And into death's cold, cruel arms be hurl'd!"

"No sound was heard till late at night. The moon

Then rose, and softly also rose the wind,

And swept away across the low lagoon,

Where battle soon would rage a very fiend,

And o'er the next day's fair and glowing noon;

And, raging in its lion anger, find

Its grim and ugly den of horrors fill'd

With precious blood terrific strife had spill'd.

"And Charley"—Thus this sad'ning part began—

"Is now among the noble ones laid low;

Grim death will ne'er hew down a better man;

And we, his friends, a better crave to know.

Horror! I saw his life-blood as it ran,

And then I thought—for Mary what a blow!

'Twill rend and crush her young and grieving heart!

So good—and oh, how sad that thus they part!

"He near the gunwale bravely—manly stood,

When o'er the waters came the murd'rous shell,

And with four comrades, swept him down in blood;

They early in the carnage quickly fell;

He rais'd his head from midst the oozing flood,

And calmly listened to the changing knell;

Then eyeing me, he said, 'Come Louis, come—

My life ebbs fast—I'll soon be going home.'

"Will you to Mary my last token bring,

And promise, ere my eyes are sealed in death,

To carry her this tiny diamond ring;

And tell her then, that at my latest breath,

I'm thinking of the songs she used to sing;

And also tell her of my holy faith

In her truth and her pure, undying love;

Which can be seal'd but in the world above?

"And have my body carried back to where

The brothers, in the holy mystic ties,

Will gather in the Lodge with solemn prayer,

Before 'tis laid beneath the open skies.

'Twill do me good to know I'm sleeping there;

Ah, see! grim darkness comes! the hour how flies!

Some other things there are, I wish'd to say,

But too late now! night—home—Mary—'tis day!

"I promis'd all—then gently laid his head,

First on a knapsack, then upon my arm;

Once more he op'd his eyes, and smiling, said,

'Thanks, Lew—I'll soon be far from war's alarm.'

Once more he press'd my hand, and then was dead!

I laid him down—no fear of coming harm,

For none could pain that cold and lifeless form;

Now all was past—let battles rage and storm.

"Of more than this, I've scarcely time to speak;

You'll find reports when papers come with news;

E'en yet, I seem to hear the cannon's shriek,

As horrid forth their belching thunder spews,

In vengeance dire and most terrific wreak,

And covers friend and foe with death-damp dews!

How sinks and quails the heart at the dread sight,

When war turns fairest day to blackest night.

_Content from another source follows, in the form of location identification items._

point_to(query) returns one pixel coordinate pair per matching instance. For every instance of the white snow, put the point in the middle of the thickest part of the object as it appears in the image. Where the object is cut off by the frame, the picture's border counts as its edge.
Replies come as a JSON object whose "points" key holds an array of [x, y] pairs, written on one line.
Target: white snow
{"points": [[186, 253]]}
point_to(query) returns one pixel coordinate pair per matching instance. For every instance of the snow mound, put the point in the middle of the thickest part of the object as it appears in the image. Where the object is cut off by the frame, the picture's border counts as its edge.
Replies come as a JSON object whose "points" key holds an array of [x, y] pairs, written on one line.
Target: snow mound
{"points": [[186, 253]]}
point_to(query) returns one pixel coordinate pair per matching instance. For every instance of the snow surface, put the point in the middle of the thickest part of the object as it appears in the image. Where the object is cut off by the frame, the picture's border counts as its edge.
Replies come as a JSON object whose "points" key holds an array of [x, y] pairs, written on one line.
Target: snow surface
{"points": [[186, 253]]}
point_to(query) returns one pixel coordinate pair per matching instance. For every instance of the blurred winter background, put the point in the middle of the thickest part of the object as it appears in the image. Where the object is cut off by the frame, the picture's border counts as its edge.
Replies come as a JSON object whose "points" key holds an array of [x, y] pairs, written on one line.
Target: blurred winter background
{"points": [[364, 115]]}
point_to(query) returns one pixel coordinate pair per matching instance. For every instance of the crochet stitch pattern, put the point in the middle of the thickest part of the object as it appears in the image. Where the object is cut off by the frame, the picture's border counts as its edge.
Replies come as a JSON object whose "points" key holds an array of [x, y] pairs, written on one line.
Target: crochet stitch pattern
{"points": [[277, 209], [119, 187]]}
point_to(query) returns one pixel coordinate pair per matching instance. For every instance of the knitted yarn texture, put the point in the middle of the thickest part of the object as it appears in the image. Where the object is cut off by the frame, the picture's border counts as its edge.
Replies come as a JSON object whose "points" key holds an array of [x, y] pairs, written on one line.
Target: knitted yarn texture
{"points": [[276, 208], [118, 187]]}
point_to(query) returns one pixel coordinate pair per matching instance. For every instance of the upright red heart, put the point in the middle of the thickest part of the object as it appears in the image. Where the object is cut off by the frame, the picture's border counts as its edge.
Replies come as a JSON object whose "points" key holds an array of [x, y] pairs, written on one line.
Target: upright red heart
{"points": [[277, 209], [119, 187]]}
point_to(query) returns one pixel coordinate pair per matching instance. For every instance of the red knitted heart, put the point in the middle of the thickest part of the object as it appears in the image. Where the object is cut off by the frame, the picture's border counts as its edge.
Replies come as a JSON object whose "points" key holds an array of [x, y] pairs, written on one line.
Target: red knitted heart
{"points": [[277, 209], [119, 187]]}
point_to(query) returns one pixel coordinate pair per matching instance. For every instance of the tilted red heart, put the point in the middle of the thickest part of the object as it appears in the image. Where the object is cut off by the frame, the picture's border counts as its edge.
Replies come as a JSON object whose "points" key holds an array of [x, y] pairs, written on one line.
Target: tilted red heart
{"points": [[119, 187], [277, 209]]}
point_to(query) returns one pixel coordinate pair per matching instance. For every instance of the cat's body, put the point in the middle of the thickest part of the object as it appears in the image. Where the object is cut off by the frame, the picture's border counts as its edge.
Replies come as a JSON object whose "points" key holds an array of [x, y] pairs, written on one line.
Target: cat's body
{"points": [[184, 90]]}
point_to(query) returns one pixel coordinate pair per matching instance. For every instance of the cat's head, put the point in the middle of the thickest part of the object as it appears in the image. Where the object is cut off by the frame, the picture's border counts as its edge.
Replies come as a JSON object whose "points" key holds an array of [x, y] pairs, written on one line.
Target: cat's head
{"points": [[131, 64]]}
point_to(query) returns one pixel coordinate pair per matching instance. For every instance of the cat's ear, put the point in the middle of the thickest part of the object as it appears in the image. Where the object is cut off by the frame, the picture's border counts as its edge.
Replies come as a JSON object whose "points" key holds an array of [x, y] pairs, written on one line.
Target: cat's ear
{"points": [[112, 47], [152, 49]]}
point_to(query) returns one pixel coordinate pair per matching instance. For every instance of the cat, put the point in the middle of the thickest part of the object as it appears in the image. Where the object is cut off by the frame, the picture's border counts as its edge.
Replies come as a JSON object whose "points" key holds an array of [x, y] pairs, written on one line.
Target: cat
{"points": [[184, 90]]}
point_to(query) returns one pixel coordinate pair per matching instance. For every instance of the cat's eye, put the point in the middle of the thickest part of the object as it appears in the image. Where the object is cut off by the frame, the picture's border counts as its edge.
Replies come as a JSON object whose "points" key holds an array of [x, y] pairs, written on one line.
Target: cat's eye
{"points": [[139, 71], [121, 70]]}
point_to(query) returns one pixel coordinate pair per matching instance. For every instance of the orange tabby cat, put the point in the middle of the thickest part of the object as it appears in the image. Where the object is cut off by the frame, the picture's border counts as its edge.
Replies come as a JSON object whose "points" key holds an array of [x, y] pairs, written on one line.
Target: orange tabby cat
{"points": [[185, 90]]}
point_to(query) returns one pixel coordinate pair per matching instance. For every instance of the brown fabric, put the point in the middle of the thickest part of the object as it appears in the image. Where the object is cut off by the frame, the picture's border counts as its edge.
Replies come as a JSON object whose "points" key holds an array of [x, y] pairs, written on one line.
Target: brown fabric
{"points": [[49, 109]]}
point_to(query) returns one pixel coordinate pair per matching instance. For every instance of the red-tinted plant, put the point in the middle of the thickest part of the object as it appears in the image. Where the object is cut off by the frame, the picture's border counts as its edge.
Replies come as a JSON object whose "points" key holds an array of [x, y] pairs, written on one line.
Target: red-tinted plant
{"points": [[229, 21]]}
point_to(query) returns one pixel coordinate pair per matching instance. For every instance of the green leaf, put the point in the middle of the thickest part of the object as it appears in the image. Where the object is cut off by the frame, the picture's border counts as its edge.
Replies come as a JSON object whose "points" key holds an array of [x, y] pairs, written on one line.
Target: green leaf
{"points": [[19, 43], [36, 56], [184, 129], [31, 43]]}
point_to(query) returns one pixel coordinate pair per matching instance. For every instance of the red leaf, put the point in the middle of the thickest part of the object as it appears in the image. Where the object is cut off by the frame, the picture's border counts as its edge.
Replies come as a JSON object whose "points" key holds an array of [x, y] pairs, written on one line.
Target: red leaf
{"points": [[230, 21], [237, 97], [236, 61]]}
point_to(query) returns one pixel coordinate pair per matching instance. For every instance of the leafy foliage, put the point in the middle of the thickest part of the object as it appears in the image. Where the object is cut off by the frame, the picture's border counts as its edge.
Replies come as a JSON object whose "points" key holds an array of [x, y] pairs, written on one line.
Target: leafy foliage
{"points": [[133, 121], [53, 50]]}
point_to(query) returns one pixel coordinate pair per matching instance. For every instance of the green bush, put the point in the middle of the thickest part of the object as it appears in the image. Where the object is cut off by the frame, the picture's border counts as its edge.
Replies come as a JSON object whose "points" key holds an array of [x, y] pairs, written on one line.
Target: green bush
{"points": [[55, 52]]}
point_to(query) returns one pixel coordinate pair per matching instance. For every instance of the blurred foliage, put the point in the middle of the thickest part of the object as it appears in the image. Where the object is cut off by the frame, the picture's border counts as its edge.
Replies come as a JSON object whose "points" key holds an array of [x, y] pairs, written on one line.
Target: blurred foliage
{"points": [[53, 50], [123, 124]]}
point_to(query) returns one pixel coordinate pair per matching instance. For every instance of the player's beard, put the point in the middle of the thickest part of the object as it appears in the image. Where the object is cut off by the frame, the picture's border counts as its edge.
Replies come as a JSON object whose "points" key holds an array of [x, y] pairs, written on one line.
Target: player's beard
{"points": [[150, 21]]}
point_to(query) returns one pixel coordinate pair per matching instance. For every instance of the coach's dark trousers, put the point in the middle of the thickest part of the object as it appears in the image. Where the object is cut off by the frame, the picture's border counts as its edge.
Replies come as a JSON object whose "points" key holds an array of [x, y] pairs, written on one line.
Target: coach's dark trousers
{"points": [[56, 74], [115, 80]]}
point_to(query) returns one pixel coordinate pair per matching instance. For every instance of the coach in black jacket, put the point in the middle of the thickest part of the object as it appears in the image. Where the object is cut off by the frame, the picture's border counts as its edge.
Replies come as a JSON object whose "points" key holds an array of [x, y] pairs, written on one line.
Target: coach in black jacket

"The fun'ral pageantry—the solemn toll,

The cortege, like a serpent, winding through,

The muffled drum's long-sounding gloomy roll,

The death corrode that o'er the senses grew,

Or sick'ning chill which o'er one's spirit stole,

The dead march tap—they all seem still in view—

'Twas thus they bore him to the silent bourne,

From whence, in old earth form, he'll ne'er return.

"All these and more—the measur'd tread

Of good, brave men, who slowly wound along

With his remains, to their last resting place—

I scarce can realize that he is gone,

And that his form lies mold'ring with the dead;

That we're no more to hear his joyous song—

I say, all these are trooping through my mind,

Like ghostly phantoms of some awful kind.

"I'd ask, before this missive I do close,

Which now has grown to an unusual size,

Tho' half is still unwritten, heaven knows—

That you will comfort Mary, when her eyes

Are blinded with sore weeping o'er the woes,

That will wring out her soul in deep well-cries,

And rend in sorrowing weariness her breast,

Which now scarce anything can soothe to rest.

"Yet be a comfort and a friendly stay,

And bid her grapple with her fate—not grieve,

Please try to soothe the blinding tears away,

Though little now can sorrow much relieve,

Or shed of joy or bliss a single ray.

Ah! tell her how my soul is double brave,

Since't feels the spirit touch of Charley's soul;

But thoughts are quite beyond my word control.

"A few more items yet, and I have done.

I would the warmest gratitude express,

And obligations deep I owe to one—

Whose heart is with her friends in their distress,

And when their joys come on, exceed her none,

In spontaneities, to smile or bless—

To you, Lottie—who disappointments share,

All that your tender prompting well can bear.

"And now, good friend, I feel I'm badly needing

A little respite from the past few days,

Whose strange events have set a canker feeding

Within my breast, where wooing quiet stays;

But now, at times, I feel it must be bleeding,

My very brain is in a dizzy haze

Of horrid things that in succession fly

Before my eyes. Once more, dear friend, good-by."

ПЕСНЬ II.

If there be anything that is heartrending,

It is when called upon to yield our cheer

To those whose joys have found a sudden ending,

Indeed the task's a hopeless one—that's clear—

To attempt to improve upon or save by mending.

As well essay to move a planet from its sphere,

As talk to any one whose real sorrow

Has pass'd the line where he was wont to borrow.

I've tried it oft, and given o'er the task;

And hopeful too as any woman that e'er tried,

Or man either, e'en though he wore the mask,

That Satan wore to set our mother Eve beside

Herself enough to think, and curious ask,

Why she was ever made, or ever tied

Upon this curious revolving ball,

And where her crazy actions brought "the fall."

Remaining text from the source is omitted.